[edit]
Neighbor Similarity and Multimodal Alignment based Product Recommendation Study
Proceedings of the Fortieth Conference on Uncertainty in Artificial Intelligence, PMLR 244:4209-4218, 2024.
Abstract
Existing multimodal recommendation research still faces some challenges, such as not being able to fully mine the implicit relevance information of neighbor nodes, and the unreasonable weight allocation to imbalanced nodes. To address the aforementioned challenges, this paper introduces a new multimodal recommendation model called NSMAR+. Specifically, the model firstly constructs a neighbor similarity graph convolutional network to capture the implicit relevance information and reasonably assigns the attention weights through the graph attention mechanism. Secondly, the model introduces a modal alignment and fusion mechanism by using a multilayer perceptron (MLP) to map image and text features into a shared space for comparison and fusion. In addition, the model constructs a user co-interaction graph and an item semantic graph based on the original information and performs graph convolution operations to enhance the preference information of users and items, and to better capture the interactions and internal features between users and items.
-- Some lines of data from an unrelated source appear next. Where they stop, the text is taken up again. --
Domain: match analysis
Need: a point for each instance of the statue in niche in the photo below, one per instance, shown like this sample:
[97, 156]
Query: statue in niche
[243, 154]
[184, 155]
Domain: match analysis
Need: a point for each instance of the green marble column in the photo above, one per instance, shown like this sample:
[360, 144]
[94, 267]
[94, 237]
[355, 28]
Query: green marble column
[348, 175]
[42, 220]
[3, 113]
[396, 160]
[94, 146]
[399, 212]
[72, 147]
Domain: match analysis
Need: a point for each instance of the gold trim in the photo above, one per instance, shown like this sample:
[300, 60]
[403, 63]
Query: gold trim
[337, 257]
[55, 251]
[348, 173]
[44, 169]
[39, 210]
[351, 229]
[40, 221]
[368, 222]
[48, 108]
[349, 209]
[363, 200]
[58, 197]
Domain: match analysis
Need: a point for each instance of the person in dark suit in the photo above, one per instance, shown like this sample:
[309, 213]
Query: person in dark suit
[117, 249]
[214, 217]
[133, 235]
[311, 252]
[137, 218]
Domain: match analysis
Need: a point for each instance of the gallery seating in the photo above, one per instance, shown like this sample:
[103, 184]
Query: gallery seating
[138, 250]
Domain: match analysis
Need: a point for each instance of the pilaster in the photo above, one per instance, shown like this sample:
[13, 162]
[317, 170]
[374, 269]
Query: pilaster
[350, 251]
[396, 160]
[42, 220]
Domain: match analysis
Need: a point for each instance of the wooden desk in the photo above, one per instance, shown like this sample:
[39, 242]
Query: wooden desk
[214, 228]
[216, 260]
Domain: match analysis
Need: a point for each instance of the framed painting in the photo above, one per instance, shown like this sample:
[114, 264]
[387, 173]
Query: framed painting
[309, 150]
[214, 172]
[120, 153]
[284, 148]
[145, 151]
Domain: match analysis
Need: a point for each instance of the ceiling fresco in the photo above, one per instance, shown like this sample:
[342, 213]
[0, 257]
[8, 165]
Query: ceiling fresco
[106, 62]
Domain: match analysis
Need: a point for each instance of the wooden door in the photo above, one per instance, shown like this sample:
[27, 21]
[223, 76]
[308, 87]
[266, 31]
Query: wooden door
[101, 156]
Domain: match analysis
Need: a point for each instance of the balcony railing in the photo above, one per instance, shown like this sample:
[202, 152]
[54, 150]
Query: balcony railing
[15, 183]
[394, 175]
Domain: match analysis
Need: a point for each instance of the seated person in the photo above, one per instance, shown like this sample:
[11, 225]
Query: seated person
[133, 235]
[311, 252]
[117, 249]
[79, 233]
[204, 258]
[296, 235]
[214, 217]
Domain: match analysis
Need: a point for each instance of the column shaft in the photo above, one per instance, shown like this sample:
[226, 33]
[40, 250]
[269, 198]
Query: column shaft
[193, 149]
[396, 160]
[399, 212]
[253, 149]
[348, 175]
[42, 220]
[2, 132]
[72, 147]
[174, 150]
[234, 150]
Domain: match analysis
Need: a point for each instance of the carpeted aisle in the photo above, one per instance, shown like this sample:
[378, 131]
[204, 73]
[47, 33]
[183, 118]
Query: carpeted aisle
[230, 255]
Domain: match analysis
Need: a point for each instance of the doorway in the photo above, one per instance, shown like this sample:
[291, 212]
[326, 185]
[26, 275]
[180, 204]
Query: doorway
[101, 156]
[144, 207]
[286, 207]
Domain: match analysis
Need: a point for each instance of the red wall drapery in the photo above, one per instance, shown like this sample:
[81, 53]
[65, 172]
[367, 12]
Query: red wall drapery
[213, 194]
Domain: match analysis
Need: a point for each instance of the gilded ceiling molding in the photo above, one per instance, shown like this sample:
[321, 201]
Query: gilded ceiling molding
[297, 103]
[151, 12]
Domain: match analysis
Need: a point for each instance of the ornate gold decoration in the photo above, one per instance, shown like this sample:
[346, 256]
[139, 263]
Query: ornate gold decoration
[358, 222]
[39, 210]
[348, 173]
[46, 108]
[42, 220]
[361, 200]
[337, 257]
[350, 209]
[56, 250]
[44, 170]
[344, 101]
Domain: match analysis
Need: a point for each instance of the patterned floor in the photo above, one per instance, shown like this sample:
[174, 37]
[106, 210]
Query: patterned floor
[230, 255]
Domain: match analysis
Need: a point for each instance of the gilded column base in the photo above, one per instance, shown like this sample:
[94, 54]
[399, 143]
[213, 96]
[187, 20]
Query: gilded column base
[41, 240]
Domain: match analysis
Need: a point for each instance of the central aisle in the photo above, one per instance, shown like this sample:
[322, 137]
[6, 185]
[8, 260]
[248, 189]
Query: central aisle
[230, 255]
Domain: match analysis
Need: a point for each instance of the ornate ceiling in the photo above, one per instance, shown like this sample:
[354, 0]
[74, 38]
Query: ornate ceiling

Finally, MLP is employed to aggregate user and item representations and predict personalized recommendation rankings. To validate the experiment’s efficacy, this paper compares with several leading multimodal recommendation models on public datasets with a performance improvement of 1% to 3%. The experimental outcomes indicate that the model in this paper has good superiority and accuracy in multimodal recommendation tasks.